Current methods for teaching AI image generators to align with user preferences often fall short because they only look at a small number of perspectives when judging how well the images match the instructions. Imagine trying to decide if a group project is good based on only one person's opinion – you'd miss a lot of important details. This limited view hinders the AI's ability to truly understand and fulfill the user's vision, and limits how good the images can become.
What's the solution?
The researchers developed a technique called Multi-View GRPO. It works by creating multiple, slightly different descriptions of the original prompt. Think of it like asking several people to rephrase the instructions in their own words. The AI then uses these different descriptions to evaluate the generated images from multiple angles, getting a more complete understanding of how well they fit the user's intent. Importantly, it does this without needing to create entirely new images, making it efficient.
Why it matters?
This research is important because it pushes the boundaries of what's possible with AI image generation. By allowing the AI to better understand and respond to user preferences, it leads to higher quality images that more accurately reflect the user's creative ideas.
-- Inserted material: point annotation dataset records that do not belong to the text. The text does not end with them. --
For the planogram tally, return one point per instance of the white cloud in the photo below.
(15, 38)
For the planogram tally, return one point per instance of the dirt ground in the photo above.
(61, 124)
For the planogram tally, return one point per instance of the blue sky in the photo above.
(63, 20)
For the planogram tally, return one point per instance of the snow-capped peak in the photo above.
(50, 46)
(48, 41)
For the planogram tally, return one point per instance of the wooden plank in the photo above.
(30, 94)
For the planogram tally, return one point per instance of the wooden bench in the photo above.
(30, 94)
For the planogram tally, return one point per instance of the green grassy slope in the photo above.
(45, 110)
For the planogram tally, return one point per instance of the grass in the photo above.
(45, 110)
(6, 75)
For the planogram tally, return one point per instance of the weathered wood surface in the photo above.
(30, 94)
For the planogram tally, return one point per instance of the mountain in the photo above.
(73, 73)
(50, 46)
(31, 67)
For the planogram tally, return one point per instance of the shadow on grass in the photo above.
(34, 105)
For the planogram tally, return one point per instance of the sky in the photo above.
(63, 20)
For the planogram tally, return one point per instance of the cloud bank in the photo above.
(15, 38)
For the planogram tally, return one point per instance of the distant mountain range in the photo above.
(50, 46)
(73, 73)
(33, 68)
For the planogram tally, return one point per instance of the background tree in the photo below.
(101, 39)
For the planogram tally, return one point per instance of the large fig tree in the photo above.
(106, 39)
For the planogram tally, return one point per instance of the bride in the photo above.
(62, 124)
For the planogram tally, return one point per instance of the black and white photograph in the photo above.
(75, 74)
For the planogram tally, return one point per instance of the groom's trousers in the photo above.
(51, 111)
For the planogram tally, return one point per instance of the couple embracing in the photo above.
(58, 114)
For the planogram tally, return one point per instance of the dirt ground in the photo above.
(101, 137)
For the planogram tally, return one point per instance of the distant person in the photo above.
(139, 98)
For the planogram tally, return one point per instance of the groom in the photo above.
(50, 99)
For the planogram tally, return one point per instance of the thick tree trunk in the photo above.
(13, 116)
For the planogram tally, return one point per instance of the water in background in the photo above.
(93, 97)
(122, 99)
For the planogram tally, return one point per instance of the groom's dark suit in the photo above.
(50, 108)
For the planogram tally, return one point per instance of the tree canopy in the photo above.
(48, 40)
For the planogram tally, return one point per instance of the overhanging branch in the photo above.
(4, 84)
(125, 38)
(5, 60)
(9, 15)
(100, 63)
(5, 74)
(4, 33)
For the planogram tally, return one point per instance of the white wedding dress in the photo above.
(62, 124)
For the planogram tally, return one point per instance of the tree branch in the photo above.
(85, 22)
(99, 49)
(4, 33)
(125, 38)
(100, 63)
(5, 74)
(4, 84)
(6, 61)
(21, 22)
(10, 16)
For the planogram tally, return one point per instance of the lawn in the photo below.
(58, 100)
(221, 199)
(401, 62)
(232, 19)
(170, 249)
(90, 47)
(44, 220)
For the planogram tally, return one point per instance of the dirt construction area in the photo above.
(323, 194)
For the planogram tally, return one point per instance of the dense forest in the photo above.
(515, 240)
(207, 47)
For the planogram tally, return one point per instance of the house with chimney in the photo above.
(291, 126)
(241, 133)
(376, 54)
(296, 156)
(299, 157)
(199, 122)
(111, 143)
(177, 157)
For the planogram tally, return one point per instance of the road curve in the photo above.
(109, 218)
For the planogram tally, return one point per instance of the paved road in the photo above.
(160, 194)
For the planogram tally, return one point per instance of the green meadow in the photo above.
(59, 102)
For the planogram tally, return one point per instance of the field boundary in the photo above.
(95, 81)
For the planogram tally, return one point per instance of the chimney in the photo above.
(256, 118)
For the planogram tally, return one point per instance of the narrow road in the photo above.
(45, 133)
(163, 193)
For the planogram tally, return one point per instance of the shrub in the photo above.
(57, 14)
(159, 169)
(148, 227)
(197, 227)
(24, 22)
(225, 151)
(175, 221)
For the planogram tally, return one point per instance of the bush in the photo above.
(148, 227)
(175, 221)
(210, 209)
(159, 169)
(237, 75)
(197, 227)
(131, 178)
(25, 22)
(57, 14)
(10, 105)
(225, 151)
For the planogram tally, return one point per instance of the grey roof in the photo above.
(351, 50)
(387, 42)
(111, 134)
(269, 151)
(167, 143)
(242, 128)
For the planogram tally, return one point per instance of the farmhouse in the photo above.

This means more useful and satisfying results for anyone using these tools.
Abstract
Group Relative Policy Optimization (GRPO) has emerged as a powerful framework for preference alignment in text-to-image (T2I) flow models. However, we observe that the standard paradigm where evaluating a group of generated samples against a single condition suffers from insufficient exploration of inter-sample relationships, constraining both alignment efficacy and performance ceilings. To address this sparse single-view evaluation scheme, we propose Multi-View GRPO (MV-GRPO), a novel approach that enhances relationship exploration by augmenting the condition space to create a dense multi-view reward mapping. Specifically, for a group of samples generated from one prompt, MV-GRPO leverages a flexible Condition Enhancer to generate semantically adjacent yet diverse captions. These captions enable multi-view advantage re-estimation, capturing diverse semantic attributes and providing richer optimization signals. By deriving the probability distribution of the original samples conditioned on these new captions, we can incorporate them into the training process without costly sample regeneration. Extensive experiments demonstrate that MV-GRPO achieves superior alignment performance over state-of-the-art methods.